Monadic code written in do notation can appear to "do stuff" sequentially:

f = do
  thing1
  thing2

But this is just an illusion. It desugars into a single expression as well:

f = thing1 >> thing2

This expression states that f is a value which is the composition of thing1 and thing2. Now, IO code might compile to code that "does stuff" sequentially, but that's not what it means in Haskell. One does not simply "do stuff" in Haskell. Instead, you compose.

Answer 5

I'm not sure got correctly what your function has to do. May be you need something like this:

go :: Int -> Int
go 0 = 0
go i = go (i-1)

if that function takes argument e.g. '3' it calculates go 3 -> go 2 -> go 1 -> go 0 -> 0 and get answer '0'

Now if you want some sequencing you can use keyword 'do', but I am sure it is now what you need. If you are trying to create some kind of 'variables' look at 'let' & 'in' statements :

someInput = 7

gogogo 0  = 0
gogogo n = 
    let
        gavk = n + 1
        kravk = gavk * 2
        out = kravk + 1
    in 
        out

main = 
   do
       putStrLn "this is sample do statement"
       putStrLn "gogogo:"
       putStrLn $ gogogo someInput 

UPD. edited mistypes

Answer 6

When you say "do stuff", what do you mean?

• calculate something, transform data we already have?
• interact with the user, read/write a file, download something from the web?

In the first case, use let...in:

quadraticRoots a b c = let discriminant = b * b - 4 * a * c
                           root = sqrt discriminant
                       in case compare discriminant 0 of
                               LT -> []
                               EQ -> [-b / (2 * a)]
                               GT -> [(-b + root) / (2 * a), (-b - root) / (2 * a)]

In the second case, use do notation:

main = do args <- getArgs
          case map read args of
               [a, b, c] -> putStrLn $ case quadraticRoots a b c of
                                            [] -> "no real roots"
                                            [x] -> "single root: " ++ show x
                                            [x1, x2] -> unwords ["two real roots:", show x1,
                                                                 "and", show x2]
               _ -> hPutStrLn stderr "Please provide three coefficients on the command line"

Answer 7

Basically, there is no way to do it.
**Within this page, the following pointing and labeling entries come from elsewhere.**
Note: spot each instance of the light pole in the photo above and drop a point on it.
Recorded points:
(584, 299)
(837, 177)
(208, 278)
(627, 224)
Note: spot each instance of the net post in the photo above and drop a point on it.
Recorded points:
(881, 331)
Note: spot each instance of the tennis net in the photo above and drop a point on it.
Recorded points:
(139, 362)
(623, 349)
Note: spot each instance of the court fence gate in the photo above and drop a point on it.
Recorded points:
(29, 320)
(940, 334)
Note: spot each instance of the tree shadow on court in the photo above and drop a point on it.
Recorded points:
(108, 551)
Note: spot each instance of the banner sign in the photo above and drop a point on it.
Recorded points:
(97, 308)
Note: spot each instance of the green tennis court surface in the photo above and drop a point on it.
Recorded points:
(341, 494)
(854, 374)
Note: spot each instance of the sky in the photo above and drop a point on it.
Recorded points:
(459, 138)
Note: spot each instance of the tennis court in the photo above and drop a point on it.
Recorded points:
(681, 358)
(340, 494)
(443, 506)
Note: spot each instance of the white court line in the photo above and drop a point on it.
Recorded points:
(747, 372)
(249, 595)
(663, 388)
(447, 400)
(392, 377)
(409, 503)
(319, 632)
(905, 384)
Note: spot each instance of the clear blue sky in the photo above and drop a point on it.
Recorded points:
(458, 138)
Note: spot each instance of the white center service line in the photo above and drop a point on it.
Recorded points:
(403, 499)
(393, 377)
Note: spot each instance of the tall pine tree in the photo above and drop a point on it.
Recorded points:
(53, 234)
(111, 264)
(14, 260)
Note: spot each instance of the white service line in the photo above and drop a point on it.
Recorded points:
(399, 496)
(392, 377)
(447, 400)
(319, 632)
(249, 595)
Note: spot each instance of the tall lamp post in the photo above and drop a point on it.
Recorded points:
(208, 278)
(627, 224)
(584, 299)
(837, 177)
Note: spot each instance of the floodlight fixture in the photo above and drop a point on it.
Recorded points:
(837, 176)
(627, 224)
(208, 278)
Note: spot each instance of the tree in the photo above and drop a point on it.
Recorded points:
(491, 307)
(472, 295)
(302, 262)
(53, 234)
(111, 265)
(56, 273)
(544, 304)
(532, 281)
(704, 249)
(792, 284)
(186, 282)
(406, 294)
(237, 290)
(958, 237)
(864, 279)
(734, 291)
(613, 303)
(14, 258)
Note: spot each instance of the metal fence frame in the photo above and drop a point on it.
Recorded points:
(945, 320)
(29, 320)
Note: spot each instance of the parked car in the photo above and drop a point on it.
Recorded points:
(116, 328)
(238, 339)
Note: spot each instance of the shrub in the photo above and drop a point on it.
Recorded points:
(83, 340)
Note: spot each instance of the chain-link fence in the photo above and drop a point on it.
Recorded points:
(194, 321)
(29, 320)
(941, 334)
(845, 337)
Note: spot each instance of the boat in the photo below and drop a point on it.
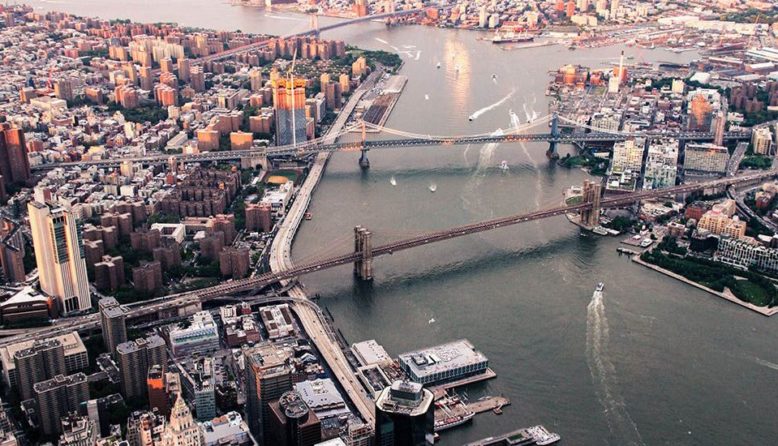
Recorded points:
(599, 230)
(512, 37)
(535, 435)
(453, 421)
(542, 436)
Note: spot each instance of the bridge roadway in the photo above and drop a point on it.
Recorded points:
(240, 286)
(263, 43)
(311, 149)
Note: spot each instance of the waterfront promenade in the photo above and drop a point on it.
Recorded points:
(726, 294)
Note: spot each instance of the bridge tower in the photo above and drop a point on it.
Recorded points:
(592, 192)
(552, 151)
(315, 24)
(363, 247)
(364, 163)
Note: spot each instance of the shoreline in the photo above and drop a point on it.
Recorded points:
(764, 311)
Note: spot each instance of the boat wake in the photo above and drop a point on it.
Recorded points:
(768, 364)
(488, 108)
(280, 17)
(471, 198)
(619, 421)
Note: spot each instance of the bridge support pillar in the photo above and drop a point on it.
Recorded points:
(592, 192)
(364, 163)
(552, 144)
(363, 247)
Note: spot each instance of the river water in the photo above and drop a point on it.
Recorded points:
(652, 362)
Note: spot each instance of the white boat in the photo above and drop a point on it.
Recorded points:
(542, 436)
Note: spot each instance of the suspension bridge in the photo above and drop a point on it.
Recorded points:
(403, 139)
(364, 250)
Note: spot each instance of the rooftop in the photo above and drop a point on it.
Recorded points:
(440, 358)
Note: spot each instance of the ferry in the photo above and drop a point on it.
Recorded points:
(535, 435)
(542, 436)
(453, 421)
(512, 37)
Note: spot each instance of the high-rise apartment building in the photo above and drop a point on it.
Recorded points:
(404, 415)
(289, 102)
(59, 254)
(14, 164)
(112, 321)
(58, 397)
(43, 360)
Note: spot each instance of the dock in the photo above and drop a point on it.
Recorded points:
(485, 404)
(440, 390)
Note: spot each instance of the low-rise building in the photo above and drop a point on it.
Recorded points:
(201, 336)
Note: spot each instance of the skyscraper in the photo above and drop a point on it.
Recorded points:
(404, 415)
(181, 430)
(134, 359)
(112, 321)
(14, 165)
(268, 376)
(45, 359)
(293, 423)
(289, 103)
(59, 254)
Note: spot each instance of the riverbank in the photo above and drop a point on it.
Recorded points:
(726, 294)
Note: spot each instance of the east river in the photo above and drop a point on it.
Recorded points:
(654, 362)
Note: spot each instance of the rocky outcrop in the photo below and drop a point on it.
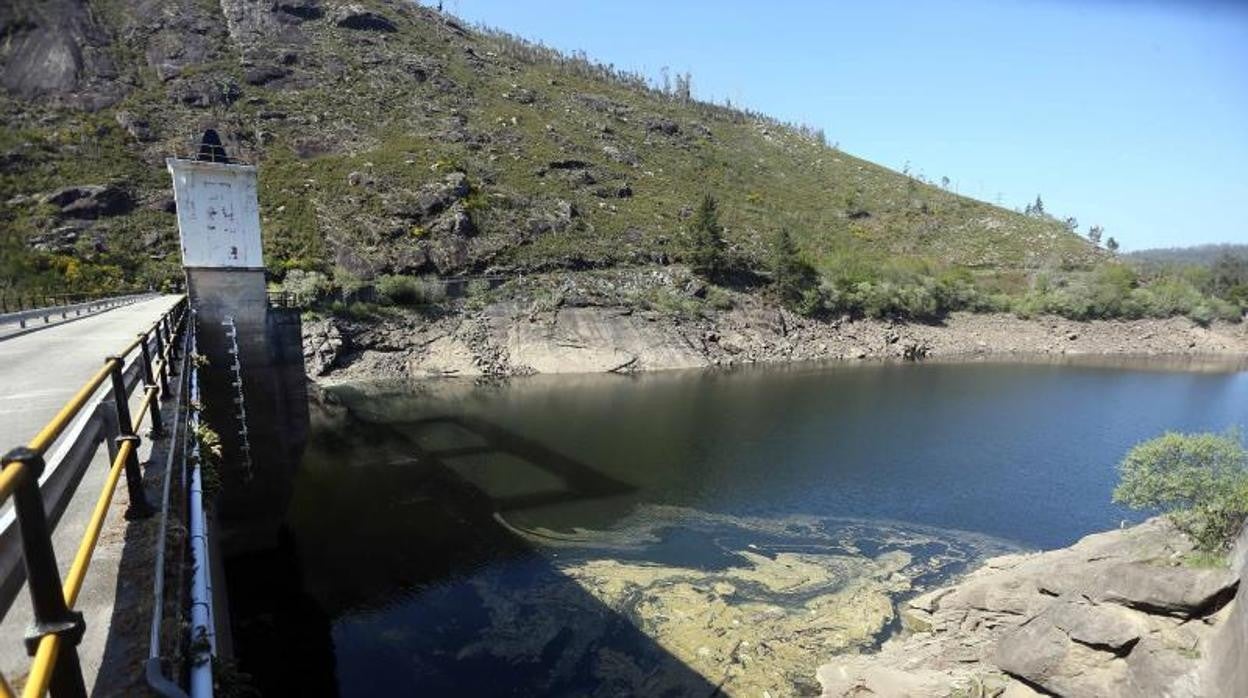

Haskell is a purely functional language, there is neither change nor order of statements. One way to simulate sequence are monads. There are plenty of tutorials in the internet, I personally advise you to read the monad-chapters of Learn You A Haskell For Great Good! or Real World Haskell. Another thing is: Sequential operations are not very idiomatic in Haskell. You should better start with something different.